Forstlagerbücher bilden eine Variante der Lagerbücher und dienten zur Beschreibung der Bezirke, in denen die Herrschaft die Forsthoheit innehatte, sowie der Verzeichnung von Eigentumsverhältnissen und Nutzungsrechten innerhalb der Forsten.[1] Im Gegensatz zu den sonstigen Formen des Lagerbuchs, werden im Forstlagerbuch oft keine Zinseinkünfte aufgelistet, weshalb Kieß dafür plädiert, zur Bezeichnung dieser Quellengattung den Begriff „Forstbeschreibung“ zu verwenden,[2] wie auch eine ganze Reihe der Originalbücher betitelt sind.

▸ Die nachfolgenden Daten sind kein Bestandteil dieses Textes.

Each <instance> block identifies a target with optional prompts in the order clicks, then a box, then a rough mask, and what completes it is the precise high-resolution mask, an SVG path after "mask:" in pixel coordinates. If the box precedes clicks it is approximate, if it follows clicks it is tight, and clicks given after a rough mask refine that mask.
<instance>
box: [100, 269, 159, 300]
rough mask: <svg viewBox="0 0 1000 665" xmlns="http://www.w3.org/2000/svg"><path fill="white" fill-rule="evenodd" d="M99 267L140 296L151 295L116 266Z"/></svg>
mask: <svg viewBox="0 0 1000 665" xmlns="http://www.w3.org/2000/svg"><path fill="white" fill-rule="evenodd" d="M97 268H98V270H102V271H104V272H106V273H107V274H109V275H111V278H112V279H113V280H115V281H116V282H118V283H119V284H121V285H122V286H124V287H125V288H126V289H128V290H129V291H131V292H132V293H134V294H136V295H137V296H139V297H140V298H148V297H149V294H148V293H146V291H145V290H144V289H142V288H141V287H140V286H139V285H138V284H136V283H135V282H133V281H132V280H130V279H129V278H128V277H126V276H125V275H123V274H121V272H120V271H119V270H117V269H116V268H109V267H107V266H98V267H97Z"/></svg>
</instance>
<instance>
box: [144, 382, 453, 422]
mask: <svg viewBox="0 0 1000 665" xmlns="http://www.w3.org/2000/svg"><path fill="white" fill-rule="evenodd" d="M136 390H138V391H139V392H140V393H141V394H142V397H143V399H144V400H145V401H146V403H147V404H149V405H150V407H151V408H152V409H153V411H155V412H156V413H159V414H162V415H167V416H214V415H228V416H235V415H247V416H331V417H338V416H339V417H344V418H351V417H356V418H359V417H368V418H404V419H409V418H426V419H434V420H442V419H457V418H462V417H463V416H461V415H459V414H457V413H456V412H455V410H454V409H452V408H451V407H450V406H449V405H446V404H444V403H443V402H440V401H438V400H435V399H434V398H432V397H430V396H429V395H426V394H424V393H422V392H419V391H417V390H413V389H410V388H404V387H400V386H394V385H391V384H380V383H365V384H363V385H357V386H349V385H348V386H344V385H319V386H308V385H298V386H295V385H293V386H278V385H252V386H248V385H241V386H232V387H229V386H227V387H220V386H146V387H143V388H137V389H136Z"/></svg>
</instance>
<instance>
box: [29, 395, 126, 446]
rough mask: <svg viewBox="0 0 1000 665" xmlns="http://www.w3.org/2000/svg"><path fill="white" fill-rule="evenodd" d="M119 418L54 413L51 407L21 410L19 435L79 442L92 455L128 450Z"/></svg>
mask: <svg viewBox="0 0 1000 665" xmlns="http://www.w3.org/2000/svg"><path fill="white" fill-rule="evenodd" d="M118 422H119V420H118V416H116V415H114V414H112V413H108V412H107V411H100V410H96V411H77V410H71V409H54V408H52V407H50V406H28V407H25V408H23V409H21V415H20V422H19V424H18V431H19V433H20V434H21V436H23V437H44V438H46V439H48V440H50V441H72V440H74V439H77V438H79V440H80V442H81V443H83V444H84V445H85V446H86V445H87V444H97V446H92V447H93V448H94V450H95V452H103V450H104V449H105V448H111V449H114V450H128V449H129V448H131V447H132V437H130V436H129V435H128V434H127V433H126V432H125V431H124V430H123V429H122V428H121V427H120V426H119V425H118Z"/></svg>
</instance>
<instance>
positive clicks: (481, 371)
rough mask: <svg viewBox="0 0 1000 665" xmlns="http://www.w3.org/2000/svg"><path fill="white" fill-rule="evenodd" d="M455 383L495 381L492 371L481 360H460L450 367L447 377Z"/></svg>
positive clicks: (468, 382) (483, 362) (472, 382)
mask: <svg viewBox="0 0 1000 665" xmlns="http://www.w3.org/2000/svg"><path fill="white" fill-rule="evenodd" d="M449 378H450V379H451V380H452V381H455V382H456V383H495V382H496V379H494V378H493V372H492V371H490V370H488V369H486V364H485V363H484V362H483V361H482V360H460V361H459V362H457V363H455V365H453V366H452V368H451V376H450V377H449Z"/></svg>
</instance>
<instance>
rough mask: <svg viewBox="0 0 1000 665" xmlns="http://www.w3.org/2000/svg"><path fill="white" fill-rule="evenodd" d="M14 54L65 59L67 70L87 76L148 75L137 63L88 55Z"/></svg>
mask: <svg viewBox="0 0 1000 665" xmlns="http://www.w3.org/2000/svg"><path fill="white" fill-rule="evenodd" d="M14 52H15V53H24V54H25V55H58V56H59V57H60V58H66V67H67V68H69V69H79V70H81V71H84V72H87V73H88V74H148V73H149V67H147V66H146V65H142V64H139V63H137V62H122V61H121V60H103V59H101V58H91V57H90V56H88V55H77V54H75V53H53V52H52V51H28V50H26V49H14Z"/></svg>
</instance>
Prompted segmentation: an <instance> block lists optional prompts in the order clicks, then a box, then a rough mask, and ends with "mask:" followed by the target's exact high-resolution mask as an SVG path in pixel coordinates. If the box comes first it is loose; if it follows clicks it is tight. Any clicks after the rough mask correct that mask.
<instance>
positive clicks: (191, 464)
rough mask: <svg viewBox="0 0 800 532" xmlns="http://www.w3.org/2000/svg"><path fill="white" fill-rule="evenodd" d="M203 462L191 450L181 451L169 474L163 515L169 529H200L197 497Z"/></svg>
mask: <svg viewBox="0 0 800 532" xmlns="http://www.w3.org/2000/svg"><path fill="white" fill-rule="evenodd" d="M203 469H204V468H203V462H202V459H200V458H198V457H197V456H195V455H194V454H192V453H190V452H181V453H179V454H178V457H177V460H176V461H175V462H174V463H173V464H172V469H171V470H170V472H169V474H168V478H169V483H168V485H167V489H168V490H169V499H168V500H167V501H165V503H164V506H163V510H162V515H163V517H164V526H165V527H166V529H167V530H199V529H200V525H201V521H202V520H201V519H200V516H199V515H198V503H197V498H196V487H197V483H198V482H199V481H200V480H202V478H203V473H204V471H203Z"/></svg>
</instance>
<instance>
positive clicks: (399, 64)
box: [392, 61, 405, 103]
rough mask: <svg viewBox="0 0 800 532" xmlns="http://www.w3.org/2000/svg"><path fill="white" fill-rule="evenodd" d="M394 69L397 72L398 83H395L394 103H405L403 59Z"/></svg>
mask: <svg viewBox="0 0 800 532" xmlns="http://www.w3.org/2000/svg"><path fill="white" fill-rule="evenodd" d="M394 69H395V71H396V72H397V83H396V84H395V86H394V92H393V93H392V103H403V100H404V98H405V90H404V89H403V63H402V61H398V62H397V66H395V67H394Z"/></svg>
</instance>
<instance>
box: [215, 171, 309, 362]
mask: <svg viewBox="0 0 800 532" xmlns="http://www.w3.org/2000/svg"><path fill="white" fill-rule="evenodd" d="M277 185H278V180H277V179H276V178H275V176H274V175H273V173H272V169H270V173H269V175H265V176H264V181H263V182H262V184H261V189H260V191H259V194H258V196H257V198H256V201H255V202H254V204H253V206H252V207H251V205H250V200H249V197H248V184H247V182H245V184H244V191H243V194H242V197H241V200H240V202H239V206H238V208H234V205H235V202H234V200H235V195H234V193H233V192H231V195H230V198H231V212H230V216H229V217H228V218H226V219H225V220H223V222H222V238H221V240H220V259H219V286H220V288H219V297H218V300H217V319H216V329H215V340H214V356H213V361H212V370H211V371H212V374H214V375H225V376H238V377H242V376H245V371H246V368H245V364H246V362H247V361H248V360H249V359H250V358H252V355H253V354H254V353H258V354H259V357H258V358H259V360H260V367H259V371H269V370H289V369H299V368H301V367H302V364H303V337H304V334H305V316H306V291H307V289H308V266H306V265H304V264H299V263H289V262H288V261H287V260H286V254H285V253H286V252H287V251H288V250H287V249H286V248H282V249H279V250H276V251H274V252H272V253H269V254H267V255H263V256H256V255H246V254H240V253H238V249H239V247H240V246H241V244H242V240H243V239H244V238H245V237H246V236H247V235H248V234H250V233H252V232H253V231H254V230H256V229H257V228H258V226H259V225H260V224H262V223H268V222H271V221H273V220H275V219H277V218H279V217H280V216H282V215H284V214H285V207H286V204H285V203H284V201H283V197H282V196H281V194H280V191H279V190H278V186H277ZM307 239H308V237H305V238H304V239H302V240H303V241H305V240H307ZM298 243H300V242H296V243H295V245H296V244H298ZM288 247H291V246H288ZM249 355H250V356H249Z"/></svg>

Eine Variante des Forstlagerbuchs bzw. der Forstbeschreibung ist das Weidlagerbuch, das in Württemberg ab dem 18. Jahrhundert entsteht. Dieses beinhaltet neben Weideordnungen eine Beschreibung der Weidebezirke und -zeiten sowie Informationen zur deren Beschaffenheit und Ertrag.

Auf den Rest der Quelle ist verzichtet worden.